Total shot in the dark. I want to build a platform capable of attempting to parse a malformed CSV file from persistent storage, while returning all of the best guess fixes for the malformed file. This file would be too large to fit into the main memory of any peer.
In this case, order of bytes matter. Line delimiting is not reliable in case a cell has CR or LF inside and the cell is improperly quoted. Hell, even converting bytestream into a stream of codepoints means that the file can't be randomly split into segments.
How does this ordering get preserved on deserialization? And what's the best practice to get neighboring bytes (with offset numbers) onto the same virtual peer? Any experience with what the presumably unbounded combine phases would be?
The idea, of course, is that a properly written CSV would yield a seq of seqs.
And thoughts or experiences with this?
One thing I noticed is that the stream input bias of Onyx is showing when the AWS S3 plugin doesn't even address deserialization, at least to my reading of the code. I may be totally wrong here. I hope I am.
Oynx is a distributed system solution for processing data over time. As such, it wouldn't seem to address the issues your raising. Though your much closer to the problem then I am. There are several csv processing libs in clojure that make lazy loading easy, which might solve in memory issues. Also, it's usually worth scaling memory up, unless your have up time guarantees to your customers. I'm a bit confused about the rest of what your describing, but that's likely because I haven't thought about csvs for a while. Hope that helps. @me1238
Thanks, @drewverlee! To clarify, "data over time" means small, internally complete values that arrive at different as-of times?
no relationship to small (or any size). Not sure what internally complete would me. "arrive at different as-of times" rings closer to what i was describing in that typically the data people process contains timestamps and their interested in "what" in relation to when. This is true for all computation of course, but onyx gives more control over describing it. In some contexts that control isn't worth the extra steps. E.g if my boss asks me for a weekly report and wants me to read it to him, setting up onyx is a total waste because i have to trigger the computation at his convince. He isn't interested in watching a real time dashboard. Put another away, onyx can start a computer(s)/processor that stays up and running over time (days, weeks, forever) such that as more data arrives it automatically (as opposed to a human in the loop triggers an execution). No one part of the onyx/flink/spark solutions are novel in that regards, but they combine a number of trade offs that are desirable at a certain scale. Does that make sense? i'm i moving closer or further to being helpful 🙂 @me1238
I apologize. Internally complete is bad terminology. I mean fully bound, as in nothing in the value is free.
I could model seq of bytes from a file as fully bound by including byte offset of the byte, if I were willing to pay the cost of allocating a segment per byte.
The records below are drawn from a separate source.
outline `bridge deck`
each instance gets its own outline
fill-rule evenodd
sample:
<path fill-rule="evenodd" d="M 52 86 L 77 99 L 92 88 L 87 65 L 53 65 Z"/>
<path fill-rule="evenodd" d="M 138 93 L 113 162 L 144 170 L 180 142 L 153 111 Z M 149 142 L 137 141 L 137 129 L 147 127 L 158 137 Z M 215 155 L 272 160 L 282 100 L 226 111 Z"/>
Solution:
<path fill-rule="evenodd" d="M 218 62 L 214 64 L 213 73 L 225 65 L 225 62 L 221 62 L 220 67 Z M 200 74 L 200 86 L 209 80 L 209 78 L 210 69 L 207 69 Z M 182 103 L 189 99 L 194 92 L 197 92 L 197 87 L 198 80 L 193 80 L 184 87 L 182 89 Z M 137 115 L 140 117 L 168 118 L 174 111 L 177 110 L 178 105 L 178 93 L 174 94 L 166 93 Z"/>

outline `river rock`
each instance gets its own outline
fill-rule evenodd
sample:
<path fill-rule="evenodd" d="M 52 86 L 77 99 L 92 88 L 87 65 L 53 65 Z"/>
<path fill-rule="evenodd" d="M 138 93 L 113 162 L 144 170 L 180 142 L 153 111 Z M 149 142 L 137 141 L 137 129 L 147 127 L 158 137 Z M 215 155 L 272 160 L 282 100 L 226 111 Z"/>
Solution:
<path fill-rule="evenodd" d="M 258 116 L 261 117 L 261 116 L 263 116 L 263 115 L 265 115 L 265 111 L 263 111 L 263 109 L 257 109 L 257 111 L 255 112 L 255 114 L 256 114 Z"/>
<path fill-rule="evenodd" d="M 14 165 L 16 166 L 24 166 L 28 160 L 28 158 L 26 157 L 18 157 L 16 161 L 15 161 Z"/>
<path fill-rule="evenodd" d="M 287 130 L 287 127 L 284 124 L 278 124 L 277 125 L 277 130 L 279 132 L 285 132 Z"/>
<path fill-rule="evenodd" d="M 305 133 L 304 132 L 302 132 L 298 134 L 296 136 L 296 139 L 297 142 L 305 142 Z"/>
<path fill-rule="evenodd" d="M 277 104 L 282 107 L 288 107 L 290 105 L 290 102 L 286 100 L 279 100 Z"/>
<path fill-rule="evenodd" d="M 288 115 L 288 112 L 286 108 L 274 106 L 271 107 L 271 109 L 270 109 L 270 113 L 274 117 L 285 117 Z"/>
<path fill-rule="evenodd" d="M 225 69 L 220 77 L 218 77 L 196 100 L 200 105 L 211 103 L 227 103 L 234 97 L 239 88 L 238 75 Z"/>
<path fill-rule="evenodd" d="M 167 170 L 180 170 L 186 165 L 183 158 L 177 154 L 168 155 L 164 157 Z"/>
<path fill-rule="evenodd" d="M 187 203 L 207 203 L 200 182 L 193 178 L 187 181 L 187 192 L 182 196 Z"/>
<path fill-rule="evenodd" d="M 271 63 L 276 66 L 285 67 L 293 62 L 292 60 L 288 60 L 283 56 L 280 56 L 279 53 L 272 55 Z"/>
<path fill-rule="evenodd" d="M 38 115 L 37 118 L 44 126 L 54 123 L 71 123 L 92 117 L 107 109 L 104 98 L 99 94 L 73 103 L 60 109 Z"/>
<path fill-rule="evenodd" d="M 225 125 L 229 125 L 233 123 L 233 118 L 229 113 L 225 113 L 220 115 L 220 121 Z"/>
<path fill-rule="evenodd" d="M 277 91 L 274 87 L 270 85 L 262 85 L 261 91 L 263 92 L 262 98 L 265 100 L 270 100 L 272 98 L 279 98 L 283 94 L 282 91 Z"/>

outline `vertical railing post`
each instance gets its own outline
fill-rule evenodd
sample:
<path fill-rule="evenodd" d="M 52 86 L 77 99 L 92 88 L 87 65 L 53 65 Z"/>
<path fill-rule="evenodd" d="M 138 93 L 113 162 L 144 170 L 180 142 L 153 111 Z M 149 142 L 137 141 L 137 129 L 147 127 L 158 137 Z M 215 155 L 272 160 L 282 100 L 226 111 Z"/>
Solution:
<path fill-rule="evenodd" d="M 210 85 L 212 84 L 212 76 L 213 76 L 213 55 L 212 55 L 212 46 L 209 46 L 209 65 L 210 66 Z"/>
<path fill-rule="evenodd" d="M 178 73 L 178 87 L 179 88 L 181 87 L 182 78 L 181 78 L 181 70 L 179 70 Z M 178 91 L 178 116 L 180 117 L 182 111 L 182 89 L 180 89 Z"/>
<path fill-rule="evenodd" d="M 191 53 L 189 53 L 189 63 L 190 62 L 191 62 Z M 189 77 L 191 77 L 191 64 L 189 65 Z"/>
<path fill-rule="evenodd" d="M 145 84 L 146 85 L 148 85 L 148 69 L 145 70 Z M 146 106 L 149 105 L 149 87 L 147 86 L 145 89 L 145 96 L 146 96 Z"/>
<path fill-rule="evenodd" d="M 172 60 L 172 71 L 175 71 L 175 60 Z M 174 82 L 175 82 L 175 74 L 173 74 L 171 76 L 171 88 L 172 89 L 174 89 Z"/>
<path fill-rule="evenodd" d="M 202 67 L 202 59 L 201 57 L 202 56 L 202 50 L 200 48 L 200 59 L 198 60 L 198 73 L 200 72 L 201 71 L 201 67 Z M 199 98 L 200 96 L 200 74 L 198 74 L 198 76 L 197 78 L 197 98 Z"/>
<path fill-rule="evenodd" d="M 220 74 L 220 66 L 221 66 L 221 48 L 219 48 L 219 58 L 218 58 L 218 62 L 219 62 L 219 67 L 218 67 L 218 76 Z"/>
I wouldn't want to do so for performance reasons, but if I did, as long as there were a shuffle strategy that would bring neighboring bytes to the same virtual peer, those bytes could be combined into bigger segments. Does that make sense?
I guess my question at this point is if the responsibility for maintaining timestamps lies on the data recording process? It seems like Onyx itself tries to avoid this responsibility?
And I say small because I assume Onyx couldnt handle a terabyte file as a single segment?
no need to apologize, i'm likely just confused in a different way. I'm mostly just fishing to make sure onyx makes sense here. Which is presumptuous. My concern is that CSVS tend to be sub 100gs and onyx tends to be useful at much larger scales. > terabyte file Ok, that's much larger then i assumed. Is this computation a one time deal or csv growing? is the information set being added to all the time? I'm also confused because your talking about bytes and from what i recall, as a user of onyx, thats well below the abstraction layer. As in, I don't believe you need to worry about specifying how the data is broken apart beyond picking the windows, triggers, etc... > maintaining timestamps lies on the data recording process? I believe onyx handles the physical organization issues with what computer gets what data.
What wouldn't work about using https://github.com/clojure/data.csv#laziness to lazily read the csv and write out the data fixes to file? I'm guessing the individual corrections require only a super small subset of the data to be held in memory.
Thanks so much. It depends how degenerate. Sometimes files cause the contents of the entire file to be loaded as one row.
It doesn't seem like Onyx is a good fit for us. Thanks!
> Sometimes files cause the contents of the entire file to be loaded as one row. Interesting! Yea, maybe you can build something to start processing as a csv and then if it runs into issues have it output the data that causes the problem. It sounds like you might have to do a lot of manual tinkering. My advice is to try to use 1 computer and lazily loading before going distributed. going distributed tends to mean, among other things, you need fault tolerance. Which is why i was asking the questions i was, i was worried onyx was going to make things more challenging.